Bruce Lee sintió una migraña espantosa mientras conversaba con una amiga en su departamento. Tomó un analgésico. Poco después, se desmayó y entró en coma. Murió ese mismo día en un hospital de Hong Kong. 

Aunque las causas orgánicas de su muerte, de la que hoy se cumplen cincuenta años, aún son motivo de debate médico, la autopsia dictaminó que un componente del analgésico le había desatado una reacción hiperalérgica que le había provocado un derrame cerebral (veinte años más tarde, el hijo de Bruce, el actor Brandon Lee, moriría a los 28 años por un disparo accidental durante un rodaje: a partir de entonces, las muertes prematuras y trágicas de padre e hijo alimentarían el mito de una “maldición” en la familia Lee).
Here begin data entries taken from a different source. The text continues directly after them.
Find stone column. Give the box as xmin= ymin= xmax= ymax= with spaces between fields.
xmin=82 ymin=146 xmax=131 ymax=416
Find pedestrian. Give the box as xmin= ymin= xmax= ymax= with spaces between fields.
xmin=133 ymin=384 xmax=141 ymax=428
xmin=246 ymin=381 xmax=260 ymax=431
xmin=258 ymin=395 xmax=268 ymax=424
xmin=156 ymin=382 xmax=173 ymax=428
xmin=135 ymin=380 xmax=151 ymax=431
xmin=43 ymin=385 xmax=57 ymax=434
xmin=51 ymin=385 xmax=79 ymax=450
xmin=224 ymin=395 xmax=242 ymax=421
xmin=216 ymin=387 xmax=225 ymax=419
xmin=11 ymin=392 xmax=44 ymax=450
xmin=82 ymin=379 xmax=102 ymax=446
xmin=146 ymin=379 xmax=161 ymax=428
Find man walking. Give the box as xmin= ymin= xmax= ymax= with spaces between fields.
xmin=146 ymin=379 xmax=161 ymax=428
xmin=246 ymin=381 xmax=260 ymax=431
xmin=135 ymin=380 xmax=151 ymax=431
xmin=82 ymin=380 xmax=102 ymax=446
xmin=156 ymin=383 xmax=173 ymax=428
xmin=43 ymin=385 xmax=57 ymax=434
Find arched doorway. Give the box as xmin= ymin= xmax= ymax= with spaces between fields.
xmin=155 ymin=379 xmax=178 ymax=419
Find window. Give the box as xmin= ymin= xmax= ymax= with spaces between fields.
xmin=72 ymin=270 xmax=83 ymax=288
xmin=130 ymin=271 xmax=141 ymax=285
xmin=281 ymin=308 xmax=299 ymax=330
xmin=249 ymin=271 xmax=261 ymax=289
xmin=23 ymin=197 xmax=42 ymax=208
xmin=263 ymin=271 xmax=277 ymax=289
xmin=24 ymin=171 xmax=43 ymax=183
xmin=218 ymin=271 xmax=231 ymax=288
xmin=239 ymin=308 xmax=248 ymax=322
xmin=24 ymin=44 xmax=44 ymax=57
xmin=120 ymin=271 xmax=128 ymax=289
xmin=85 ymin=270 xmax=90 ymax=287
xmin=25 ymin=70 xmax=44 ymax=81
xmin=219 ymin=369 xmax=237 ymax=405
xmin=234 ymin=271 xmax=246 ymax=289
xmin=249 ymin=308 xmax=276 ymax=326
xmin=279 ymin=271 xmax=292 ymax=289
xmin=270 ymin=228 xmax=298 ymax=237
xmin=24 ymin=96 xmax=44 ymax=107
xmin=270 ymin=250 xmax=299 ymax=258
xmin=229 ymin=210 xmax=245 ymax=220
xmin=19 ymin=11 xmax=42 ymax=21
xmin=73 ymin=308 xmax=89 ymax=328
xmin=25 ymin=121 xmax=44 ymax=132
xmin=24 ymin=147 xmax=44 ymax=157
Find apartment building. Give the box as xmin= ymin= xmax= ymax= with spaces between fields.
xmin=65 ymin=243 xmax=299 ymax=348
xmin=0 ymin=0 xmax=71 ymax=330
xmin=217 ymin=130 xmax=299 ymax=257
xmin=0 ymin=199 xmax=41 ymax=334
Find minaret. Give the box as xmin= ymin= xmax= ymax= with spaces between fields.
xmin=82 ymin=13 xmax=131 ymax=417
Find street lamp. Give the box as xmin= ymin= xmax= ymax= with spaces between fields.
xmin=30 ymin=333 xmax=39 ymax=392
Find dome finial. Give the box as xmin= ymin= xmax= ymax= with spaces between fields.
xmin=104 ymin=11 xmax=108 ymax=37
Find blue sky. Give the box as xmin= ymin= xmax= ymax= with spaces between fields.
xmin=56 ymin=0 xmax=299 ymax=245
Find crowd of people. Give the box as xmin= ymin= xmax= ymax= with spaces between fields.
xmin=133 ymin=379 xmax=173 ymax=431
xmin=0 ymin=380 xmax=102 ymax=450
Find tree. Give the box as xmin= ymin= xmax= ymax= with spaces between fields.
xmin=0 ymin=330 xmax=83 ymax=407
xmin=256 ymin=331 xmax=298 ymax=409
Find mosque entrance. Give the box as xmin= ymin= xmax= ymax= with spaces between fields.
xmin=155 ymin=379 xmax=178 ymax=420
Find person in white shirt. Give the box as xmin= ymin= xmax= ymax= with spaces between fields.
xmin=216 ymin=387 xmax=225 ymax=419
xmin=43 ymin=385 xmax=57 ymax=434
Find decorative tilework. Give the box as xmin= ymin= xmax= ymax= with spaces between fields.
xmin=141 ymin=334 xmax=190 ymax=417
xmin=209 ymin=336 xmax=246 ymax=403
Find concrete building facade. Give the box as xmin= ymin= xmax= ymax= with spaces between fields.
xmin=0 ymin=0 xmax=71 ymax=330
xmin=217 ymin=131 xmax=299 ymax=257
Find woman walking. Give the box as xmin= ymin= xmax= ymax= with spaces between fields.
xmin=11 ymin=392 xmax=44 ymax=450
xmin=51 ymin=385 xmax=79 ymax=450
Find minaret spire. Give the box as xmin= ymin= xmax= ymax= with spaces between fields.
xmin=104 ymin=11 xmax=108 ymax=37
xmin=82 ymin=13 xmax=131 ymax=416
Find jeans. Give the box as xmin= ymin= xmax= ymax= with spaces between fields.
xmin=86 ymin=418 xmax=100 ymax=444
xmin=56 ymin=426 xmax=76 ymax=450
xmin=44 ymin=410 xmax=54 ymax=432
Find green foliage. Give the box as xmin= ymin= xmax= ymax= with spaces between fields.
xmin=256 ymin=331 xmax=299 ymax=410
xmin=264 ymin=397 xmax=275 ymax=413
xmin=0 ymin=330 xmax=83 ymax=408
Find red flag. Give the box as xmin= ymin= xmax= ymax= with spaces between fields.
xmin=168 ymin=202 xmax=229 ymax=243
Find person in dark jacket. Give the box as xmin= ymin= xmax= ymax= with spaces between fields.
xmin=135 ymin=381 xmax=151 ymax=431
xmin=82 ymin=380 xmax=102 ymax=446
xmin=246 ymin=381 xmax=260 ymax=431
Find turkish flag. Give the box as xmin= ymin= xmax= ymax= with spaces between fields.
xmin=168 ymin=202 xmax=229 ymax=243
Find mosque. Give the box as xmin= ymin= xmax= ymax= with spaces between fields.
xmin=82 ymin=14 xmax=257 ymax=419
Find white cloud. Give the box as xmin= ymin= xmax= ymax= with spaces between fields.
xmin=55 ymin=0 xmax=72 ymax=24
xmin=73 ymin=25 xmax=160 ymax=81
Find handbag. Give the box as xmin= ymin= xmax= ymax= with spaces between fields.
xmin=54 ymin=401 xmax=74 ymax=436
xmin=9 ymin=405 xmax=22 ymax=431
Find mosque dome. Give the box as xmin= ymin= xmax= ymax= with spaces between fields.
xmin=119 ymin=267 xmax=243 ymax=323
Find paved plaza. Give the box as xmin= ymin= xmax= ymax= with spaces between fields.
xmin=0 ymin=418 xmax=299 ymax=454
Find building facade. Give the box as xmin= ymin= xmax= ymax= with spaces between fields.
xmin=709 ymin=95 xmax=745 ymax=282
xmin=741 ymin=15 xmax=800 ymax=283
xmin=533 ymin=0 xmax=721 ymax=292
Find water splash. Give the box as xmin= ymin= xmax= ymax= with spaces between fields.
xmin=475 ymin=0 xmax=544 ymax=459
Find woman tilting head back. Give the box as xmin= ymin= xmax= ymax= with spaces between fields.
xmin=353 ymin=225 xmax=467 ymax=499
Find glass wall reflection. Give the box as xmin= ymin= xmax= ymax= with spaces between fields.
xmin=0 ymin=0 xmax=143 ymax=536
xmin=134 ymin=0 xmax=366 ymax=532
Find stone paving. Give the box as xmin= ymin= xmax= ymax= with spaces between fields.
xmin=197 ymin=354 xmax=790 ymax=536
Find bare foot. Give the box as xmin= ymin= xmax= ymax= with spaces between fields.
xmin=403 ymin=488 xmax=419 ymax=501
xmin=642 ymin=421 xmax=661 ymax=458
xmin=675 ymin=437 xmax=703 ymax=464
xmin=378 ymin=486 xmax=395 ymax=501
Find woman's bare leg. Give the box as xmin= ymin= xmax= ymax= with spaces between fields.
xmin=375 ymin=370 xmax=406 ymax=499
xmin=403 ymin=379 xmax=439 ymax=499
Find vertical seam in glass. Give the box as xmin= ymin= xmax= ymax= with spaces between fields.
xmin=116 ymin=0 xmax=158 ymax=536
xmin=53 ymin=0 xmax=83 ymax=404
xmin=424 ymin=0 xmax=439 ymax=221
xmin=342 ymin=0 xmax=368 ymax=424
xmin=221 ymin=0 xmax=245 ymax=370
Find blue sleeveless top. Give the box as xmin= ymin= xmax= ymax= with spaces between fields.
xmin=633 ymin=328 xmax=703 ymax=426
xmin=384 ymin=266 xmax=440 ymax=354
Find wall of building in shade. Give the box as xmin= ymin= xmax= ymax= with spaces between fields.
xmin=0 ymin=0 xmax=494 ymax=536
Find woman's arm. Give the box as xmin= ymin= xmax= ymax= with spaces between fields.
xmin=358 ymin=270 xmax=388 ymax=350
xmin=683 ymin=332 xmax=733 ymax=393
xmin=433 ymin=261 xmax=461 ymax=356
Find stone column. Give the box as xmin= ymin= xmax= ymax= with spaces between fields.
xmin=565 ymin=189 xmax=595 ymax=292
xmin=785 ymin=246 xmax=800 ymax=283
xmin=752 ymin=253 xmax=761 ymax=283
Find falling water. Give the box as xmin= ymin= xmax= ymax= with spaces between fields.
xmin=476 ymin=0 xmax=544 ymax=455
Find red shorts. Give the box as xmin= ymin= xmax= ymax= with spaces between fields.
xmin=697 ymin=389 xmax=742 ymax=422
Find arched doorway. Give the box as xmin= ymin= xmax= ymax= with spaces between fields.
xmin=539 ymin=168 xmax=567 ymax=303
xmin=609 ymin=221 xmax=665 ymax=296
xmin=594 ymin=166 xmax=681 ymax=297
Bruce murió sin saber que Operación Dragón, tan hija como él mismo de la cruza improbable entre dos civilizaciones, recaudaría más de 500 millones de dólares en el mundo y le abriría las puertas a la fama global. Sólo después de muerto, Bruce Lee ascendió a eterno ícono pop. Occidente por fin lo reconoció como lo que él siempre había querido representar en pantalla: no el chino tranquilo, no el chino sosegado, sino un héroe letal e infalible, capaz de despedazar a cualquiera con sus propias manos.